By the end of his fourth summer, Ögmundr had adopted a flouncing manner, bending his knees so that his curls jumped like faeries tied to his little head, whose jaunty misfortune lead them to screech and furrow their brows in distaste of their luck. “Glorious” they would mutter and cringe so as not to be heard as they dangled upside down by his ears, “we’re charmed onto the head of a boy lunatic.”

The story goes that these faeries flew before the rains, darting around rural villages to witness and laugh at the newborn babes and poke fun at the children in the street. On one fine, sunny day they passed a moss encrusted home typical of the settlements, with its rounded stone walls caving in and a choking homely smog emerging from a chimney on the thatched roof. Passing the open window they witnessed what appeared to be an onion, nestled in a bundle of coarse cloth atop a large straw basket. As they drew closer, fluttering their spindly wings with mischievous energy, they realized- as they had hoped- that the onion was, in fact, a white, blushing and very, very bald baby. They wheeled and danced a jig of joy at another’s misfortune, and swooped merrily to pluck the few wispy strands of hair, which lay like the lazy smoke whispering through the house, catching the sunlight.

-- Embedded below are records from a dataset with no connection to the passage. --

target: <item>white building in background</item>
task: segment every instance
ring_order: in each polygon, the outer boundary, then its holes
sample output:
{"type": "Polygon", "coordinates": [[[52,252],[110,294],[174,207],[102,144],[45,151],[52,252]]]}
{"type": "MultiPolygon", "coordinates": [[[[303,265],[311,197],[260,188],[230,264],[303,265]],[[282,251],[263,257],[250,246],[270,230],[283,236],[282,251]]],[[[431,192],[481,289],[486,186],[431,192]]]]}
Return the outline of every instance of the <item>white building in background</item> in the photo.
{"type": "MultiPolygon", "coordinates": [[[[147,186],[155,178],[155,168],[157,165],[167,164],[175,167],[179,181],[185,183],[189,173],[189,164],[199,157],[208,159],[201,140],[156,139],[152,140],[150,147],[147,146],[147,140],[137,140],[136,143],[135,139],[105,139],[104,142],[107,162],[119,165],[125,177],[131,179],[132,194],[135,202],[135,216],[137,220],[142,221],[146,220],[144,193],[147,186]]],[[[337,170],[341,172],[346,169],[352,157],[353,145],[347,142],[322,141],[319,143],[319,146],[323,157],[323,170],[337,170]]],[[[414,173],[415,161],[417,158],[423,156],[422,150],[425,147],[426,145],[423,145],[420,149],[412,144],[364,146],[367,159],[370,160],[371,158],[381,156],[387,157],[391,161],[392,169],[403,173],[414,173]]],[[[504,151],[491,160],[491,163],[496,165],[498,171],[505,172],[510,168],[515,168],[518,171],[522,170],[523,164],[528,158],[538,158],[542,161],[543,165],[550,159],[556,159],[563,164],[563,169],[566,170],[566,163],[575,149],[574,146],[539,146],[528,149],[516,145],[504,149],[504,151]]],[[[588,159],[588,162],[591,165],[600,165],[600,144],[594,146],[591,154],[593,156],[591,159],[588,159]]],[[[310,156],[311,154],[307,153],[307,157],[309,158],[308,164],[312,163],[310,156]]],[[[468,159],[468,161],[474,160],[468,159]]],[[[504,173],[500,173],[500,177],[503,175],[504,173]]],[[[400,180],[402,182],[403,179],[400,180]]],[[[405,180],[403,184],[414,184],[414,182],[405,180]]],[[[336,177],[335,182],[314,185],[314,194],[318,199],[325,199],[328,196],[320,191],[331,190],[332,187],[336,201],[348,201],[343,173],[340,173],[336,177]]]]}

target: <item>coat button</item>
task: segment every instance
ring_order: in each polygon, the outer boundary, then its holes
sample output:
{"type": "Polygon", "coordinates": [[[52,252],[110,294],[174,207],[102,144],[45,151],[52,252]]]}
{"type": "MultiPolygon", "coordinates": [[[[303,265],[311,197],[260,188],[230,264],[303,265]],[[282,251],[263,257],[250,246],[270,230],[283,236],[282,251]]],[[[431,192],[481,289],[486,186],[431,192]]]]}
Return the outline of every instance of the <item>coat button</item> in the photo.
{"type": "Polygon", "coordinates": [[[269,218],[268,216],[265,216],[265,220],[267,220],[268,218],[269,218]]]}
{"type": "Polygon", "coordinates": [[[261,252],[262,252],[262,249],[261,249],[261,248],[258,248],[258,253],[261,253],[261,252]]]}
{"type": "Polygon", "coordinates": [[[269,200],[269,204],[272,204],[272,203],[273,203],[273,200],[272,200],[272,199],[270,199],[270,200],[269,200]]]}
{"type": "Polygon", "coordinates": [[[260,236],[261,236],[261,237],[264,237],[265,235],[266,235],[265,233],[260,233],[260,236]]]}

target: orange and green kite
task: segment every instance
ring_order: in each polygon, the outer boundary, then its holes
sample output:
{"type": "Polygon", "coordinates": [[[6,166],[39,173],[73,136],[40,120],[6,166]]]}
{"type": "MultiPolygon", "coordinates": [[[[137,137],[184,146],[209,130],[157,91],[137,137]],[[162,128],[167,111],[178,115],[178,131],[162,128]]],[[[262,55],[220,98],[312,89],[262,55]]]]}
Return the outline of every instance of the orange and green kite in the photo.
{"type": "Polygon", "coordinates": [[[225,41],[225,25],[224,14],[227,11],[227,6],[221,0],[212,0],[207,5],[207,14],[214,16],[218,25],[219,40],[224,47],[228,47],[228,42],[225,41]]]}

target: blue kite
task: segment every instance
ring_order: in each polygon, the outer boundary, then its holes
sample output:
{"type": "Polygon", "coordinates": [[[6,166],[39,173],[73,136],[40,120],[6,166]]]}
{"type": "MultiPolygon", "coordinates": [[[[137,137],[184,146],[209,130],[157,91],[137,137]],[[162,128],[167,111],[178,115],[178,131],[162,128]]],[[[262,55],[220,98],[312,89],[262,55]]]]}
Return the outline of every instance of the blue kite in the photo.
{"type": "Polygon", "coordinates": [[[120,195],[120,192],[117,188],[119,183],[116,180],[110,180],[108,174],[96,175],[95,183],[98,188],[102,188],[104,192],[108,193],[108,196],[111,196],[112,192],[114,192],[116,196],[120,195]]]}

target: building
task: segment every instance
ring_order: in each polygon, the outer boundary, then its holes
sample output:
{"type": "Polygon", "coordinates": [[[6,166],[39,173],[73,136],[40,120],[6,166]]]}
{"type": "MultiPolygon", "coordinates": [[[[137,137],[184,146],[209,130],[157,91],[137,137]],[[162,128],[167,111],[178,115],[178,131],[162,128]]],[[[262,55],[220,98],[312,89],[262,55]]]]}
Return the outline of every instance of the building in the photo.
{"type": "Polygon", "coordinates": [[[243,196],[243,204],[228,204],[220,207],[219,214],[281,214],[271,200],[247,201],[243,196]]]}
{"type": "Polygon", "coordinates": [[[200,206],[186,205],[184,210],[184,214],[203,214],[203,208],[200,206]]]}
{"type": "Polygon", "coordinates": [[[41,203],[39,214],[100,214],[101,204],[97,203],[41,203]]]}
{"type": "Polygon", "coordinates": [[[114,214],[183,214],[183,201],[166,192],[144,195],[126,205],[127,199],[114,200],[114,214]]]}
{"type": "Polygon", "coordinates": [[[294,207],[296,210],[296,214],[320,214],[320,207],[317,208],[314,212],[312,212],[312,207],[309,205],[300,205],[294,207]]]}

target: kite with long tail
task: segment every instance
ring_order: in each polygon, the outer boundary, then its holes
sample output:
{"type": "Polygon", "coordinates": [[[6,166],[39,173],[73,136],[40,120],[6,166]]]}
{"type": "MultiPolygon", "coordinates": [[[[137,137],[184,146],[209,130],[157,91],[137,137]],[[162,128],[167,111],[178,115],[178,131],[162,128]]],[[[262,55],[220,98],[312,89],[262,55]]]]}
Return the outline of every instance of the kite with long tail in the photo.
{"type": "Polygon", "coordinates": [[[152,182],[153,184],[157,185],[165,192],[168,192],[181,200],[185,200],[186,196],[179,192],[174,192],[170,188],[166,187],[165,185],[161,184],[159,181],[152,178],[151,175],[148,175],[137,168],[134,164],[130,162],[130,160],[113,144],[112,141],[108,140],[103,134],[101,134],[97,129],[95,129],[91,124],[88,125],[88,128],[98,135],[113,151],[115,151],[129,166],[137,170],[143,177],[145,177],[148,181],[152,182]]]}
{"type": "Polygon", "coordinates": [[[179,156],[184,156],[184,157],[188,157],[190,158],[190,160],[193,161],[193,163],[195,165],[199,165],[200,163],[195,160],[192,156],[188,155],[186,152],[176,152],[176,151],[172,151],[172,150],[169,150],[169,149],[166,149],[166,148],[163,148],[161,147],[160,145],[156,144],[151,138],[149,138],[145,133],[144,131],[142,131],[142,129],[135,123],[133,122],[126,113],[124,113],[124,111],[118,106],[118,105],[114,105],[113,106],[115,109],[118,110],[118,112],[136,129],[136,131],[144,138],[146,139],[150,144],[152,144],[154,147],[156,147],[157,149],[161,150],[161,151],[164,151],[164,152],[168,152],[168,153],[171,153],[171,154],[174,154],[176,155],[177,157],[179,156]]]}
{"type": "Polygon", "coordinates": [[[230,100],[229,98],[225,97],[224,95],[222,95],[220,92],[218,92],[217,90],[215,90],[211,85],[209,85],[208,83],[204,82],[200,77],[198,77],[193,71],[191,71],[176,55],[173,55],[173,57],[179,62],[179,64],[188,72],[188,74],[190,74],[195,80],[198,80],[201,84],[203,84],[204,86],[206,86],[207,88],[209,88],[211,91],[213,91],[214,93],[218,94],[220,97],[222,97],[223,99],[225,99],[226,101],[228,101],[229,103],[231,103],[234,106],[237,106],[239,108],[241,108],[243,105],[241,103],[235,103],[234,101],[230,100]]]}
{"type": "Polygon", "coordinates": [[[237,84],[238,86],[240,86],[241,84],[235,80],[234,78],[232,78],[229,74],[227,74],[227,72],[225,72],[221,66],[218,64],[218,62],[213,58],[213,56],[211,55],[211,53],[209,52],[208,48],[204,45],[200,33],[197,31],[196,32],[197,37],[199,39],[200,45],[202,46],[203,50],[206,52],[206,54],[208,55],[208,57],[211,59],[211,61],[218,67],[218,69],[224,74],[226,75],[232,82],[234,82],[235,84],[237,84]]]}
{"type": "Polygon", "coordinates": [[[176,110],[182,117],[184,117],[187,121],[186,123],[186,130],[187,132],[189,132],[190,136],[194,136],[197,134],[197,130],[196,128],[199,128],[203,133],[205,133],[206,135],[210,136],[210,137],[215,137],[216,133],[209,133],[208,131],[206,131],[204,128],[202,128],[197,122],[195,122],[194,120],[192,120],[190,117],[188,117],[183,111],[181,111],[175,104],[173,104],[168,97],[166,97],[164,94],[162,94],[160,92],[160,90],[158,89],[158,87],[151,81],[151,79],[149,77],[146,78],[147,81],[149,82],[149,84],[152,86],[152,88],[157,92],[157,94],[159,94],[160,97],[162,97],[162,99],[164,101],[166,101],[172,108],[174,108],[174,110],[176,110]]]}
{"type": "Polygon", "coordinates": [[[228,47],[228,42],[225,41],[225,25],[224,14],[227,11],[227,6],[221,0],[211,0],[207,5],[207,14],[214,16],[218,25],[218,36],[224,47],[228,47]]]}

The faeries continued their antagonizing frenzy until the babe bawled, despite the coos from his mother, and the humble village was shaken to its muddy flea infested core; such were the screams of this gentle virgin to the world. But the sprits would not cease, and the baby’s little face became red with torment, not with physical pain, but with the sound of laughter above his head fleeting to where he could not follow. Ögmundr reached and balled his plump fists into the cool air, removed from the safety of his mothers’ arms, and grabbed. He felt the fickle ends of the faeries boots, and the delicacy of their wings made of air, and felt in his heart the compassion that would be the driving force of his life.

For you see, faeries are anything but immortal. In truth the world of a faerie can be destroyed by a single drop of water- a teardrop in the rain. Unfortunate flocks of the faerie kind become trapped in the yearly storms that rattle the North, guardians of the oak and reed and flower and elk are captured by the blowing winds and battered by the falling rain, becoming the essence of water itself as it falls in waves towards the ground. Carried with their life force, entangled and struggling, the little creatures tumble towards a fate from which they are unable to escape, smiling with long creased faces and mourning with glowing dark eyes their last passing winter. As the raindrop is suspended in air for the last moments of its existence, then crashes to the bowels of Mother Earth, the faeries’ souls must follow.

And this, children, is why there are no more faries left in our world. Their time came long ago when people sought to take the forests and fields for themselves, leaving these troublesome but delightful creatures to wither and die without shelter in the open expanses of war. There are no more faries left now. Their laughter has long faded from the glen. Except of course the few which young Ögmundr wove by the soles of their shoes onto his new head. Sometimes if you listen very closely you can still hear the tiny voices which echo through the grass. No doubt they will tell you how horrible it is to be tied atop someones head, and that dangling upside down is very uncomfortable indeed.